Jack tried to recall if he’d ever felt that way in his own life; that bright, hard sureness about who he was and where he was going. It existed. There was a time when he was first married that he felt in charge of his destiny; young, smart, capable of great things. He had only to conceive of a desire and he could achieve it. It was a wonderful, glorious feeling.
And then Fate intervened. This vast, self-determining power turned on him, without warning, and suddenly the godlike ability to steer his own course in life, free of any lasting obstacles or opposition, evaporated. Worst of all, he no longer possessed an inner compass. He was off, like a man suffering from vertigo. Instead he hesitated, floundered, fell. The tide that had pushed him so firmly towards achievement ebbed and he was compelled, by increments, to accept a life dictated instead by his limitations.
The accident had taken away so much; things that couldn’t be retrieved; pieces of himself that he hadn’t even realised existed until they were gone.
Most of all he missed that grandiose, cocky version of himself, striding boldly into the future. The truth was, he had liked himself for a while, and enjoyed his effect upon life. Now he preferred not to think of himself at all.

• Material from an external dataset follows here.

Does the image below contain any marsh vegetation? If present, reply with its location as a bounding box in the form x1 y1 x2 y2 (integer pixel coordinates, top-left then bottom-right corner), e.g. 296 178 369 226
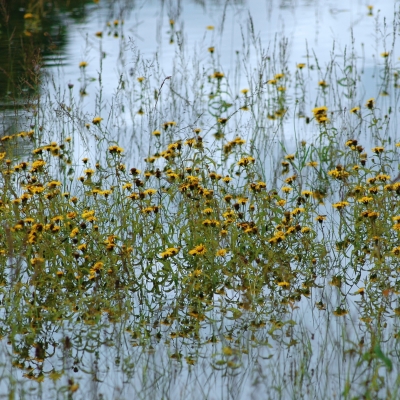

He and this old house had something in common: both were frozen in a time they thought would last forever; clinging to the memory of a past that was already faded, already gone.
Turning out the hall light, he climbed the stairs, groping through the darkness to his room.
The Bristol HotelParis
12 August 1926
My dear Irene,
I am sorry, my darling, to have given you such a fright. You must believe me when I say I didn’t mean to cause so much trouble. Anne and I simply wanted a little holiday and to meet with Pinky for a day or two and Madame Galliot took it all the wrong way, as usual. Of course there is no way she would’ve allowed us to go had she’d known, so we simply HAD to come up with a lie–only a little one. We told her we were visiting relatives of Anne’s for the weekend and then, really quite cleverly, composed the nicest little note in shaky old-lady handwriting asking for us to come which Pinky had posted from Monte Carlo the week before. It could only have been Eleanor who told her it wasn’t true. And then of course it all went horribly wrong. I am sorry, as I understand now that the papers picked it up–‘Peers’ Daughters Go Missing in Monte Carlo’. And before we knew it there was a full-scale search on! All the while we were completely oblivious, wandering around Villefranche with Pinky, eating ice cream.